To start with, imagine we have an array that keeps count of every single element to the right of the current element, we maintain this array while iterating nums reversely.

Given this count array, we can get the number of elements smaller than it with sum(count[0:n]).

If we implement this naively, the count array will take up O(max(nums) - min(nums)) in space, and every time we query the sum of smaller items will cost O(max(nums) - min(nums)) as well, which doesn't sound good, since max(nums)-min(nums) can be very very very big.

To improve it, we can map the elements in nums to [1, N], N being the length of nums. This is possible because we can only have at most N distinct elements in nums and this mapping will keep the order of original elements. In this way we can optimize O(max(nums)-min(nums)) to O(N).

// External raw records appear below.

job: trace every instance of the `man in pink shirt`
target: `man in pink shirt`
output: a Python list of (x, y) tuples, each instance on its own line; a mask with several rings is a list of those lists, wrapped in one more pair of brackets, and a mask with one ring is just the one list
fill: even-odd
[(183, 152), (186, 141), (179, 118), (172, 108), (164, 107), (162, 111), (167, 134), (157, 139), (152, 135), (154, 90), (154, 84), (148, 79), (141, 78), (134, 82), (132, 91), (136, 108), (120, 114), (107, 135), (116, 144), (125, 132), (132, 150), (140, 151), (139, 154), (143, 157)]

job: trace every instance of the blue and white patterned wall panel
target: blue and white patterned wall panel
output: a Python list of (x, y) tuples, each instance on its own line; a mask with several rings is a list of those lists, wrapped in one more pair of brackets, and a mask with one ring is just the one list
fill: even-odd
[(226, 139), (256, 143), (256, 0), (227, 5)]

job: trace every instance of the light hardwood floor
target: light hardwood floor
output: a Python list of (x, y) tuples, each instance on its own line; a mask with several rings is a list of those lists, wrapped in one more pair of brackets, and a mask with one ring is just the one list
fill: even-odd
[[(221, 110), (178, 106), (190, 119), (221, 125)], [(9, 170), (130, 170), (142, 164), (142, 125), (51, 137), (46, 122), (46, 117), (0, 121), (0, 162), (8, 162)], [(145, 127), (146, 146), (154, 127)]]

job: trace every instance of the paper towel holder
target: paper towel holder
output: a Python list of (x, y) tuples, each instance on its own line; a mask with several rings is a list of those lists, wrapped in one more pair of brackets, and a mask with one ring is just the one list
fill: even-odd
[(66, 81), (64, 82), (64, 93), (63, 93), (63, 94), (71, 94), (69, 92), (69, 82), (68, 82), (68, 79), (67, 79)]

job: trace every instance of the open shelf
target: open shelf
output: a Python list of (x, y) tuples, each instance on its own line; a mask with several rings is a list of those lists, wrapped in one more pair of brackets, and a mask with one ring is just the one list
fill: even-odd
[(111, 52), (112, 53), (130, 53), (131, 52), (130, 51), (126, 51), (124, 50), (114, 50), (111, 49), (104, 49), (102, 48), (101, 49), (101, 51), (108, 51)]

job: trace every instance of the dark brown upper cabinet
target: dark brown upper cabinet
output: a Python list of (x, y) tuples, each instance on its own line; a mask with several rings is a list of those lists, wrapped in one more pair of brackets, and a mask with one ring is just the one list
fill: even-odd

Now we have a O(N^2) algorithm, since every query of count of smaller elements takes O(N) and we need to call it N times for N elements. This is still pretty bad, because we can just solve the problem naively, which would yield a O(N^2) algorithm anyway. However, with this count array, we can implement a fenwick tree, which is an online data structure, that can give range sum and update element in O(logN). I think a segment tree can do the same thing.

TL;DR, map elements in the array to [1, N], iterate nums reversely, maintain a count array with fenwick tree to update counts of elements, query fenwick tree every time to get count of smaller elements, total time complexity is O(NlogN), space complexity is O(N)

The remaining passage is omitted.